I came across the word “Pochade” when I bought my first pochade box, a few years ago. A pochade box is to the painter what the laptop computer is to the modern office worker. You can carry it everywhere; paint when you have only a moment and it leaves you no excuse if you are not painting.

The Grove Art Dictionary (Oxford University Press) defines a “Pochade” as a “Small, roughly executed oil sketch, painted outside, usually as a preliminary study for a larger, finished studio picture.”

You won’t find the word in more general dictionaries (like the 1872 pages long Collins English Dictionary) and the use of the word seems limited.

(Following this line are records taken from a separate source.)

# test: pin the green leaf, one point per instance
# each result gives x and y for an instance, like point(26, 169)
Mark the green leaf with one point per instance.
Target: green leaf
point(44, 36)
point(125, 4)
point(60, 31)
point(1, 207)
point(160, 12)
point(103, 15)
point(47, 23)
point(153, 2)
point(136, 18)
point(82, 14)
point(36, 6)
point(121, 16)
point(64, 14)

A full text search in the digital archives of The Times newspaper, covering articles published between 1795 and 1985 only harvested 3 matches. On 20th August 1924, the Beaux Arts Gallery in London advertised “THE POCHADE EXHIBITION. Small Pictures by Great Modern Artists”. The same advert was published again 3 days later. The third occurrence, in 1964, refers to a play and not a painting.

I turned to French dictionaries to follow the roots of this word. The 6th edition of the Dictionnaire de L'Académie française (dated 1832-5) reads:

“POCHADE. s. f. T. de Peinture. Espèce de croquis; dessin au lavis, exécuté rapidement, et où l'on se contente d'indiquer les masses. Une jolie pochade. Ce n'est qu'une pochade.” (Translation: “Painting. Sort of sketch; drawing with glazes, quickly executed, and where you only indicate the main planes. A nice pochade. This is only a pochade.”)

I would define a “pochade” in 5 points:

  • Small format painting

  • Quickly executed

  • Done on location

  • Capture the essence of the subject without details

  • Records an impression and may be used as reference for a studio painting

The word pochade is not in fashion, as well as the pochade itself. Why? First, the pochade is perceived as a study for more ambitious works, like a draft of a masterpiece to come rather than a work in its own right. Secondly, many artists like to keep them to themselves because they are more personal, spontaneous and form a collection of vignettes showing the evolution of the artist. Finally, as soon as the work gets bigger, it becomes a plein air painting rather than a pochade, even if the technique remains the same.

There is no reason to overlook pochades. Artists: get them out of the studio and let the pochade exist in its own right. Collectors: this is a great way to start small and build-up your collection.